Destek oranları demografik farklara göre değişiyor:

Beyazların %48’i, Asyalıların %54’ü, siyahların %45’i ve Hispaniklerin %40’ı ırk sorusunun gerekli olduğunu düşünüyor.

Cumhuriyetçiler (%52) Demokratlara (%43) göre daha fazla destek veriyor.

Erkeklerin (%52) kadınlardan (%41) daha yüksek oranda destek verdiği görülüyor.

50 yaş altı yetişkinlerde destek oranı %52, 50 yaş üstünde ise %40.

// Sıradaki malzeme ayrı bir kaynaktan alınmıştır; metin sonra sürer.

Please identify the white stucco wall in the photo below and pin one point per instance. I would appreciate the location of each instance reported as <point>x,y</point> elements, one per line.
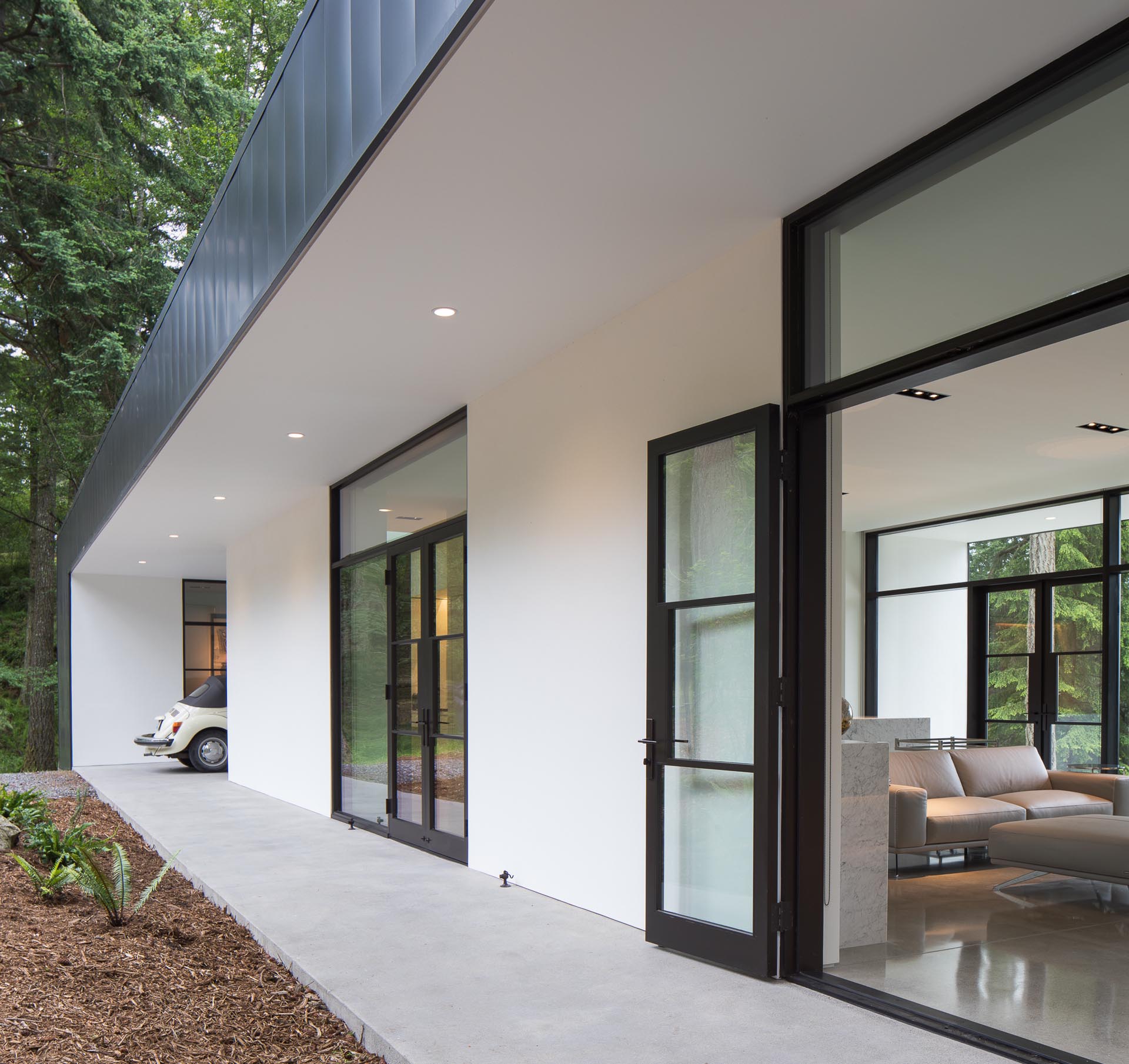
<point>127,663</point>
<point>557,571</point>
<point>278,638</point>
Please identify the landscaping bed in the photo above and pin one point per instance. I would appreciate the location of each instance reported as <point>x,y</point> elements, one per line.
<point>181,981</point>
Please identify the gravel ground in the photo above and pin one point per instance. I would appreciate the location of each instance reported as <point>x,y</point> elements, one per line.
<point>50,784</point>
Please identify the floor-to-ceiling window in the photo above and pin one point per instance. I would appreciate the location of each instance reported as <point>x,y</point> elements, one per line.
<point>205,631</point>
<point>400,616</point>
<point>996,236</point>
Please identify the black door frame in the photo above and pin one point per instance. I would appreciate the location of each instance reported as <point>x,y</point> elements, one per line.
<point>754,952</point>
<point>1043,677</point>
<point>338,562</point>
<point>807,406</point>
<point>423,835</point>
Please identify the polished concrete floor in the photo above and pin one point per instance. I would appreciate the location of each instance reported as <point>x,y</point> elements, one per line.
<point>435,964</point>
<point>1047,961</point>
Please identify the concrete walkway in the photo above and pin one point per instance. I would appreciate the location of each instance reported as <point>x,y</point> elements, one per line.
<point>433,964</point>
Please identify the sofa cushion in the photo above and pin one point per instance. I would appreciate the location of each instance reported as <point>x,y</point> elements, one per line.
<point>931,769</point>
<point>998,769</point>
<point>960,821</point>
<point>1056,804</point>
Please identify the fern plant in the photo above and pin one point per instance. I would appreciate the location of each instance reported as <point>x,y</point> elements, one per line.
<point>112,886</point>
<point>49,885</point>
<point>24,808</point>
<point>52,843</point>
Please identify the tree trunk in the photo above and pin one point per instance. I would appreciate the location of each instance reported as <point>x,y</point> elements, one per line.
<point>39,694</point>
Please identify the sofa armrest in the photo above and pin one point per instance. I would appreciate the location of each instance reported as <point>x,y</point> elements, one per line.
<point>907,816</point>
<point>1115,789</point>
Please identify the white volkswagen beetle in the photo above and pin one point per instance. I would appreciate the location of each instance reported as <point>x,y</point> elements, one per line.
<point>195,730</point>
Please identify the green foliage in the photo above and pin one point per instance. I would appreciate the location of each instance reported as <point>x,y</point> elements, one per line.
<point>111,884</point>
<point>118,119</point>
<point>49,885</point>
<point>1076,627</point>
<point>24,808</point>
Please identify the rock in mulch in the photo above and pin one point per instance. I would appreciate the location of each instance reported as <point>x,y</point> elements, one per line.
<point>50,784</point>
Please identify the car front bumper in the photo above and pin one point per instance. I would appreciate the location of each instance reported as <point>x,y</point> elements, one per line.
<point>151,741</point>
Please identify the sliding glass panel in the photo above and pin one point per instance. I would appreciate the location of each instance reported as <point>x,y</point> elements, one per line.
<point>924,659</point>
<point>1022,212</point>
<point>714,683</point>
<point>450,787</point>
<point>425,487</point>
<point>1008,687</point>
<point>1076,747</point>
<point>1077,616</point>
<point>450,583</point>
<point>710,501</point>
<point>364,676</point>
<point>707,845</point>
<point>1044,540</point>
<point>1080,688</point>
<point>1012,622</point>
<point>410,779</point>
<point>452,686</point>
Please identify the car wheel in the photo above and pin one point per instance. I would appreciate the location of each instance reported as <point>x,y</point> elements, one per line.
<point>208,751</point>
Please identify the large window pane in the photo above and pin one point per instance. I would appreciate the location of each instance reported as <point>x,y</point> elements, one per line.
<point>1044,540</point>
<point>708,845</point>
<point>423,487</point>
<point>923,659</point>
<point>714,683</point>
<point>1023,212</point>
<point>709,528</point>
<point>364,675</point>
<point>1008,687</point>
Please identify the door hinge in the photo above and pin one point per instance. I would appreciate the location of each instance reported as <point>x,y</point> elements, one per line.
<point>787,465</point>
<point>781,919</point>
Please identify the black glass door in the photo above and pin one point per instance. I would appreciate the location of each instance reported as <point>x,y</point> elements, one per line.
<point>1039,668</point>
<point>712,730</point>
<point>427,654</point>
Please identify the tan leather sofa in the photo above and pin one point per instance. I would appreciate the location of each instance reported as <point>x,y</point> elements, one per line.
<point>950,799</point>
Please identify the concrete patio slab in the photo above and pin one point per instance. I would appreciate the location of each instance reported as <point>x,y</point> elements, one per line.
<point>433,964</point>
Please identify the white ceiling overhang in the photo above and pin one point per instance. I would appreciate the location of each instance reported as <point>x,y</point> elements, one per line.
<point>568,162</point>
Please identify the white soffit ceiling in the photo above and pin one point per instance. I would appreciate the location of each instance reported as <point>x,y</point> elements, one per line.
<point>568,162</point>
<point>1006,434</point>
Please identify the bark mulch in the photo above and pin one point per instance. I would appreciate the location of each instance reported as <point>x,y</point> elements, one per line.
<point>181,982</point>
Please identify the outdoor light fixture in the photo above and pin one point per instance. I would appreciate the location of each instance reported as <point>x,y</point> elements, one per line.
<point>1099,427</point>
<point>923,394</point>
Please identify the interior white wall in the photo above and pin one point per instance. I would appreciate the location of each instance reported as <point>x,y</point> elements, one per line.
<point>278,639</point>
<point>854,614</point>
<point>127,663</point>
<point>923,639</point>
<point>557,557</point>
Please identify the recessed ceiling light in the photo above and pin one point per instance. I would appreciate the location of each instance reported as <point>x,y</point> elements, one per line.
<point>923,394</point>
<point>1100,427</point>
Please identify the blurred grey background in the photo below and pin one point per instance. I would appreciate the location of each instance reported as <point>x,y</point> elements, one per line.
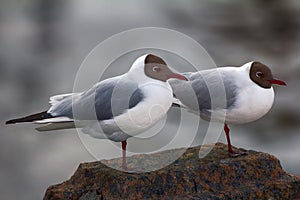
<point>42,44</point>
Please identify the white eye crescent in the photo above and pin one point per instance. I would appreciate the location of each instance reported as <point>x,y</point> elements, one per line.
<point>259,74</point>
<point>156,69</point>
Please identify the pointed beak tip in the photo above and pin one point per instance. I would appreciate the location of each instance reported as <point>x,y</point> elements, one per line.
<point>278,82</point>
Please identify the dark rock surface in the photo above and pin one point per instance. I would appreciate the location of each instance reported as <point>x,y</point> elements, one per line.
<point>254,176</point>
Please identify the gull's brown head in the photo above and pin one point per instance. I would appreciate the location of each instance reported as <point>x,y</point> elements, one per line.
<point>156,68</point>
<point>262,75</point>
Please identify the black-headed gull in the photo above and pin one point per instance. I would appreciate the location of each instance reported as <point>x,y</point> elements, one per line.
<point>122,106</point>
<point>242,94</point>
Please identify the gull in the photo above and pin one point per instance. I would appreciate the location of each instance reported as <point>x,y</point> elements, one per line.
<point>231,95</point>
<point>116,108</point>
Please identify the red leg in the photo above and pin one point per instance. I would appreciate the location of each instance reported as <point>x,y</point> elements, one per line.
<point>124,164</point>
<point>230,151</point>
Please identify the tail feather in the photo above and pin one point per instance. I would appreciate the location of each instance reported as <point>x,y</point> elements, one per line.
<point>30,118</point>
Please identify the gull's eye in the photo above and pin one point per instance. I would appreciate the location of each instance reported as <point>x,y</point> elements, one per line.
<point>156,69</point>
<point>259,74</point>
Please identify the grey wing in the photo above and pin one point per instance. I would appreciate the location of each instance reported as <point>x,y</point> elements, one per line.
<point>103,101</point>
<point>206,90</point>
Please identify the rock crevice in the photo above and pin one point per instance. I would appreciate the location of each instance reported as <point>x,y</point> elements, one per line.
<point>256,175</point>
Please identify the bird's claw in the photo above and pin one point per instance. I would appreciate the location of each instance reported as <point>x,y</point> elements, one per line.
<point>235,154</point>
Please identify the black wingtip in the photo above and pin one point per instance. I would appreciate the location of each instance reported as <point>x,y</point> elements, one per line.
<point>10,122</point>
<point>30,118</point>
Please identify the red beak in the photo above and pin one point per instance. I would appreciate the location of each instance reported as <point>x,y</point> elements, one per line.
<point>178,76</point>
<point>277,82</point>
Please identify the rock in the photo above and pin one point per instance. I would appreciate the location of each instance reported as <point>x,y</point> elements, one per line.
<point>256,175</point>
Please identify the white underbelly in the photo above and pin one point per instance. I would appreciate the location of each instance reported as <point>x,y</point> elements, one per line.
<point>157,102</point>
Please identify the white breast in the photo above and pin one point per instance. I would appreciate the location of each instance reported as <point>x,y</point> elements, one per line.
<point>252,103</point>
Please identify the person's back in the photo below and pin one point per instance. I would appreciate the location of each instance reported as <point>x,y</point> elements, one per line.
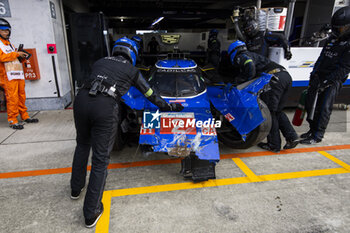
<point>251,65</point>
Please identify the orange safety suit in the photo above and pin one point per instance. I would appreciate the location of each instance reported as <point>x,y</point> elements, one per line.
<point>14,89</point>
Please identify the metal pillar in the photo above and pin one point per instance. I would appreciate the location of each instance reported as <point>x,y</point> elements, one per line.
<point>289,20</point>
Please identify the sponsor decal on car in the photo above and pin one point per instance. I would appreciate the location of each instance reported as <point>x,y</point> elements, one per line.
<point>177,123</point>
<point>229,117</point>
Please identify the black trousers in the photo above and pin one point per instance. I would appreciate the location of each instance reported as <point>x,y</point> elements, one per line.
<point>96,118</point>
<point>324,106</point>
<point>275,100</point>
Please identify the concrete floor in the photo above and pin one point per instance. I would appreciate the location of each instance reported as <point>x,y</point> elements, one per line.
<point>308,201</point>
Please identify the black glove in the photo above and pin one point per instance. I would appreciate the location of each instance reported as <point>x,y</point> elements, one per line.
<point>287,54</point>
<point>175,107</point>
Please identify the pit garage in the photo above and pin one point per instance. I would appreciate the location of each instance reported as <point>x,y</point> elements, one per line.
<point>304,189</point>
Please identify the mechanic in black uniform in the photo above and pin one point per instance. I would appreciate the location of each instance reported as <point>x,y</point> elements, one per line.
<point>329,73</point>
<point>213,48</point>
<point>96,115</point>
<point>260,41</point>
<point>252,64</point>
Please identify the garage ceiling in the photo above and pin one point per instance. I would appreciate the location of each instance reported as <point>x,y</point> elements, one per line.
<point>176,13</point>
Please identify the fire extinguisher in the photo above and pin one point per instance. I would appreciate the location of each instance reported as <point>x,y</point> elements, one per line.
<point>300,111</point>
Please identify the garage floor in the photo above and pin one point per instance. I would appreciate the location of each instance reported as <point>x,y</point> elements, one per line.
<point>306,189</point>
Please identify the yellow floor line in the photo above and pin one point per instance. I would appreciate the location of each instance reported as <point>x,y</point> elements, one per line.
<point>334,159</point>
<point>103,224</point>
<point>251,175</point>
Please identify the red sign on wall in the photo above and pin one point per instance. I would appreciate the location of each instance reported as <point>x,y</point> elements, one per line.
<point>31,67</point>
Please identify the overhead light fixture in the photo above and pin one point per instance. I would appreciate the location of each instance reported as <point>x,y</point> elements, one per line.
<point>157,21</point>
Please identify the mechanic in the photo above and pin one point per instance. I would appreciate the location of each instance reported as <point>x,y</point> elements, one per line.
<point>252,64</point>
<point>96,115</point>
<point>12,78</point>
<point>329,73</point>
<point>214,45</point>
<point>260,41</point>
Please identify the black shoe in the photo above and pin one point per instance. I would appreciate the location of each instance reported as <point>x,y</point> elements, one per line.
<point>310,141</point>
<point>74,195</point>
<point>306,135</point>
<point>266,146</point>
<point>290,145</point>
<point>31,120</point>
<point>16,126</point>
<point>91,222</point>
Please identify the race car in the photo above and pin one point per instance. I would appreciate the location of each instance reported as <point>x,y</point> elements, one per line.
<point>213,113</point>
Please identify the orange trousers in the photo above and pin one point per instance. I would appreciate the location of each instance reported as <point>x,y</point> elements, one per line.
<point>15,100</point>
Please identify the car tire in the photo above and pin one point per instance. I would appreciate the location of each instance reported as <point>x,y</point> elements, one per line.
<point>233,139</point>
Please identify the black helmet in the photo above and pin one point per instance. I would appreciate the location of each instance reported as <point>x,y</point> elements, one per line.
<point>127,47</point>
<point>213,33</point>
<point>251,28</point>
<point>4,24</point>
<point>341,22</point>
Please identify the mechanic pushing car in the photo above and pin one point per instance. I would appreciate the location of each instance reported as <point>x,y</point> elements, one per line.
<point>259,41</point>
<point>251,64</point>
<point>329,73</point>
<point>96,115</point>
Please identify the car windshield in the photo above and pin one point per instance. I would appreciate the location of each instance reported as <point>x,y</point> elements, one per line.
<point>177,84</point>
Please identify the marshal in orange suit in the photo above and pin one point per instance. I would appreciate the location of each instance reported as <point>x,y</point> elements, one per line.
<point>12,78</point>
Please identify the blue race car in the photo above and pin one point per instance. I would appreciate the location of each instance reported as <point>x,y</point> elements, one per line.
<point>213,113</point>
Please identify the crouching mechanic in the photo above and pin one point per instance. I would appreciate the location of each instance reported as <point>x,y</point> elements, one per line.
<point>96,115</point>
<point>251,64</point>
<point>12,78</point>
<point>329,73</point>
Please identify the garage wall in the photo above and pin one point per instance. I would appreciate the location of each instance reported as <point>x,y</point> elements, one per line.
<point>189,41</point>
<point>33,26</point>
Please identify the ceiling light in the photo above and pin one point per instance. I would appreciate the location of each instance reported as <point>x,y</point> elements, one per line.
<point>157,21</point>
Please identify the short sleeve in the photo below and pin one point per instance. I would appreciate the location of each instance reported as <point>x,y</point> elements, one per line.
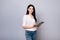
<point>24,20</point>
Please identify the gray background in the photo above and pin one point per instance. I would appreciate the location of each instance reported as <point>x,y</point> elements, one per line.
<point>12,11</point>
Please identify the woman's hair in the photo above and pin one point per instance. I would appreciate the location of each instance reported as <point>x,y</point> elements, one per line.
<point>33,13</point>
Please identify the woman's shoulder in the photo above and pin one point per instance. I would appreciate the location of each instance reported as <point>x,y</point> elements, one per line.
<point>25,15</point>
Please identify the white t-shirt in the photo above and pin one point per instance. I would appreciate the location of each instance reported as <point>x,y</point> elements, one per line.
<point>27,20</point>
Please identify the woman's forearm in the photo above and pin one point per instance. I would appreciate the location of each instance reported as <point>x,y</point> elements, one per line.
<point>27,27</point>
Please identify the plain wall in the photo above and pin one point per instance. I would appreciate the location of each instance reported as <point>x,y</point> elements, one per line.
<point>11,14</point>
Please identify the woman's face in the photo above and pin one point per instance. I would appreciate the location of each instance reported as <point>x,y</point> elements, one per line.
<point>30,9</point>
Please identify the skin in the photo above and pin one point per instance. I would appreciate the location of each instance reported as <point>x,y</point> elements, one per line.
<point>30,9</point>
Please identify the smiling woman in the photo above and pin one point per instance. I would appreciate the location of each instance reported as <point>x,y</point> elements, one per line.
<point>29,20</point>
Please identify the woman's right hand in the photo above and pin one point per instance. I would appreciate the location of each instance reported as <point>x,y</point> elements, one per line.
<point>32,25</point>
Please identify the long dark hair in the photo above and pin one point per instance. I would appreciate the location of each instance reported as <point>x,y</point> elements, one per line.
<point>33,13</point>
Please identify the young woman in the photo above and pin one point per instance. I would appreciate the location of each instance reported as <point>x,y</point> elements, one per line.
<point>29,20</point>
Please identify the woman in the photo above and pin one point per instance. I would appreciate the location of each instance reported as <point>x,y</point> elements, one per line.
<point>29,20</point>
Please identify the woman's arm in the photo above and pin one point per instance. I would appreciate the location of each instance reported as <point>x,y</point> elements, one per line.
<point>28,26</point>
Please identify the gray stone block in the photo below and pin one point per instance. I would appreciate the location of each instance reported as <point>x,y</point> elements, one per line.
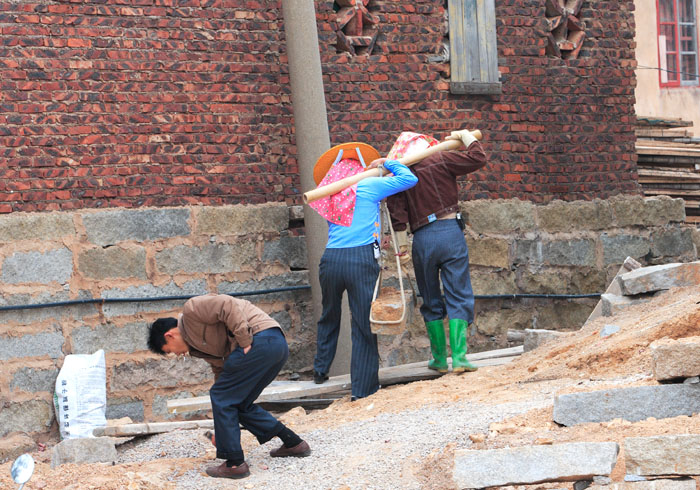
<point>34,315</point>
<point>674,243</point>
<point>105,263</point>
<point>34,380</point>
<point>677,454</point>
<point>42,267</point>
<point>110,227</point>
<point>35,226</point>
<point>675,358</point>
<point>533,464</point>
<point>632,404</point>
<point>28,416</point>
<point>528,251</point>
<point>32,345</point>
<point>118,408</point>
<point>499,216</point>
<point>660,277</point>
<point>665,484</point>
<point>290,251</point>
<point>210,259</point>
<point>536,337</point>
<point>617,248</point>
<point>569,252</point>
<point>242,220</point>
<point>294,278</point>
<point>190,288</point>
<point>612,304</point>
<point>159,408</point>
<point>656,211</point>
<point>83,451</point>
<point>560,216</point>
<point>129,338</point>
<point>160,373</point>
<point>489,252</point>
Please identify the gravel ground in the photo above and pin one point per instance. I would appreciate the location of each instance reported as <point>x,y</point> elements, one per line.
<point>381,453</point>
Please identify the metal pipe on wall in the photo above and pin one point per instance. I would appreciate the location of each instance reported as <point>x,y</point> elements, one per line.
<point>312,139</point>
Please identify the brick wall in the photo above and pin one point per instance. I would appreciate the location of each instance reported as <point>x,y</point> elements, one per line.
<point>167,103</point>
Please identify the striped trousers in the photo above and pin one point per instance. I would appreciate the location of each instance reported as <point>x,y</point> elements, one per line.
<point>440,254</point>
<point>354,270</point>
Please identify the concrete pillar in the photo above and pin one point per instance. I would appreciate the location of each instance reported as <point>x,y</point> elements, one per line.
<point>312,139</point>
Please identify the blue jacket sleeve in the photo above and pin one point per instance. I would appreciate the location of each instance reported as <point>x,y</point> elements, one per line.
<point>378,188</point>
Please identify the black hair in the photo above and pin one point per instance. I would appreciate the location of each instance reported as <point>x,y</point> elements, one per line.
<point>156,333</point>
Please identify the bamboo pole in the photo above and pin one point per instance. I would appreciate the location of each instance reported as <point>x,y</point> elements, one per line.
<point>408,160</point>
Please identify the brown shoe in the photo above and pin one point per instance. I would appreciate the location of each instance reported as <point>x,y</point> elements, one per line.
<point>301,450</point>
<point>223,471</point>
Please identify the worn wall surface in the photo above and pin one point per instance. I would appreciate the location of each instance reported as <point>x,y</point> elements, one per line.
<point>651,98</point>
<point>172,103</point>
<point>516,247</point>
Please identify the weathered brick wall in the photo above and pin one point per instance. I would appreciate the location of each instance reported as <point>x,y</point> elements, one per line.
<point>516,247</point>
<point>163,103</point>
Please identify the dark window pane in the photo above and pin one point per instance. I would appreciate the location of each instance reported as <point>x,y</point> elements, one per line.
<point>666,11</point>
<point>689,67</point>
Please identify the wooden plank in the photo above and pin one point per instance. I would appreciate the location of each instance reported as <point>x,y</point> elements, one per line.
<point>281,390</point>
<point>130,430</point>
<point>663,122</point>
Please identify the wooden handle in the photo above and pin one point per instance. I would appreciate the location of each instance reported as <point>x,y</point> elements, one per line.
<point>408,160</point>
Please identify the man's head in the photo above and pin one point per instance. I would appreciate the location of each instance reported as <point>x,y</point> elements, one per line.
<point>164,337</point>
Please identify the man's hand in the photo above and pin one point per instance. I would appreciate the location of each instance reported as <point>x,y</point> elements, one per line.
<point>464,135</point>
<point>376,163</point>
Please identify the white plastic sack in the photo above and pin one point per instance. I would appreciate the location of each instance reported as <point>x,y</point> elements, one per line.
<point>80,397</point>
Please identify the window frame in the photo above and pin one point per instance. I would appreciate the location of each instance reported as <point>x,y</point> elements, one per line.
<point>677,53</point>
<point>473,47</point>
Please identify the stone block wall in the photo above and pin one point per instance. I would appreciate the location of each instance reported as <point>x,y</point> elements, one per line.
<point>516,247</point>
<point>562,248</point>
<point>135,254</point>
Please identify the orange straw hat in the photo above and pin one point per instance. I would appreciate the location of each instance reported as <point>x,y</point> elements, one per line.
<point>367,154</point>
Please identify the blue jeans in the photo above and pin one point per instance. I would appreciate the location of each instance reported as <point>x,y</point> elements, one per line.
<point>240,383</point>
<point>440,253</point>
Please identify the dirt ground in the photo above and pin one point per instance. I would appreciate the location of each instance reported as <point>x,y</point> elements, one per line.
<point>578,361</point>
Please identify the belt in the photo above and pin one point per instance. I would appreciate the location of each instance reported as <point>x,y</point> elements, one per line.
<point>449,216</point>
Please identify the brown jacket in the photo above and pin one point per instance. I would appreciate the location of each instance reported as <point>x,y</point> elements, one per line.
<point>435,194</point>
<point>215,324</point>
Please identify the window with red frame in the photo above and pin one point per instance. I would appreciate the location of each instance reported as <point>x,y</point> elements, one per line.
<point>678,43</point>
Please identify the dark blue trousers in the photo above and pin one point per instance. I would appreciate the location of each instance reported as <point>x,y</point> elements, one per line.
<point>239,385</point>
<point>440,253</point>
<point>354,270</point>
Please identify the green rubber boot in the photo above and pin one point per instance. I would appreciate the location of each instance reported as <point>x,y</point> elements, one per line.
<point>436,334</point>
<point>458,344</point>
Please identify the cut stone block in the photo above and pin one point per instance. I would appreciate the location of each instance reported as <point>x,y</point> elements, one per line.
<point>662,455</point>
<point>84,450</point>
<point>632,404</point>
<point>535,337</point>
<point>533,464</point>
<point>659,277</point>
<point>675,358</point>
<point>614,287</point>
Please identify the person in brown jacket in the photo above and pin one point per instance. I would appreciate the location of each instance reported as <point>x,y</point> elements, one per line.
<point>440,253</point>
<point>246,350</point>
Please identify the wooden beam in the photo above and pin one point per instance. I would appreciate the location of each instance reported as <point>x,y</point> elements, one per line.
<point>283,390</point>
<point>130,430</point>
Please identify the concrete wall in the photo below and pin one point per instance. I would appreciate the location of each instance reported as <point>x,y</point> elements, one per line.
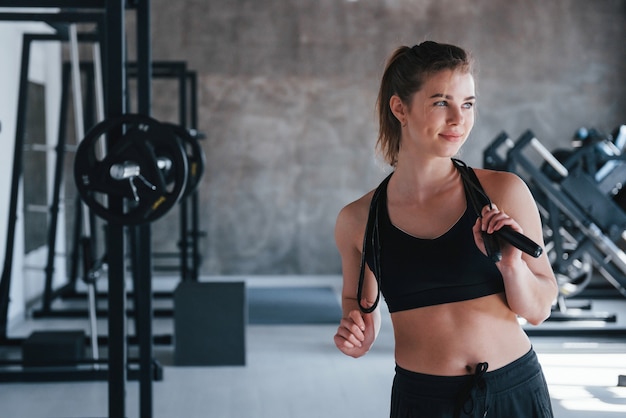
<point>287,94</point>
<point>287,90</point>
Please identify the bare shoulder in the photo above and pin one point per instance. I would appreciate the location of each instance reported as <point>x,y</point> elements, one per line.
<point>504,188</point>
<point>351,222</point>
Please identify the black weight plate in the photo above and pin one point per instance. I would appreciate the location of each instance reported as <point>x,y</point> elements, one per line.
<point>195,156</point>
<point>137,144</point>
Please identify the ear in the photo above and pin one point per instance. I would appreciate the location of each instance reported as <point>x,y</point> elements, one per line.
<point>398,109</point>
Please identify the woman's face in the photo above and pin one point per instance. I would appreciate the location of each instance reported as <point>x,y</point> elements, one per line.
<point>441,114</point>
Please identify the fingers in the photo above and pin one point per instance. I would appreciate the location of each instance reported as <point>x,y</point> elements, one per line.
<point>351,331</point>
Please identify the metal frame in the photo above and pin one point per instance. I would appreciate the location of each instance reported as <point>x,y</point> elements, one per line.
<point>110,20</point>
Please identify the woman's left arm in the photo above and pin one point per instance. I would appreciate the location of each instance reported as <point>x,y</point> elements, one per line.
<point>530,284</point>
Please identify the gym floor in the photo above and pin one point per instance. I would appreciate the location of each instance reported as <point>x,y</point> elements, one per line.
<point>294,371</point>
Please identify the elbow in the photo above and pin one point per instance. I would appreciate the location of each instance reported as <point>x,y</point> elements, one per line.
<point>539,315</point>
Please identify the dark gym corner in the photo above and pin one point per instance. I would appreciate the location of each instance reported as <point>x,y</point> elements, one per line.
<point>281,94</point>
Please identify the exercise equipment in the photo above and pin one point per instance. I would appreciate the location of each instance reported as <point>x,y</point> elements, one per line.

Irk sorusunu destekleyenlerin %38’i, bunu “istatistiksel ve demografik amaçlarla” gerekli buluyor.
%16’sı toplumsal farklılıkları belgelemek, %4’ü politikaları şekillendirmek, %4’ü ise ırksal eşitsizlikleri görünür kılmak amacıyla destekliyor.

Demokrat seçmenler arasında “ırk ayrımcılığını tespit etme” gerekçesi Cumhuriyetçilere göre daha sık dile getiriliyor.

Irk sorusuna karşı çıkanların %26’sı “ırkın önemsiz olduğunu” düşünüyor.
%12’si “hepimiz insanız, tek bir ırk var” diyor.
%9’u gizlilik endişesini, %9’u ise verilerin ayrımcılığı artırabileceği riskini öne sürüyor.

Siyah Amerikalılar (%18), beyazlara (%7) göre ırk verisinin önyargıya yol açabileceğinden daha fazla endişe duyuyor.

Bazı Demokrat katılımcılar ise “verilerin siyasi amaçla kullanılabileceğini” belirterek Trump dönemine atıfta bulundu:

“Trump ırkı bir silah haline getirdi; artık bu veriler eskisi gibi kullanılamaz.”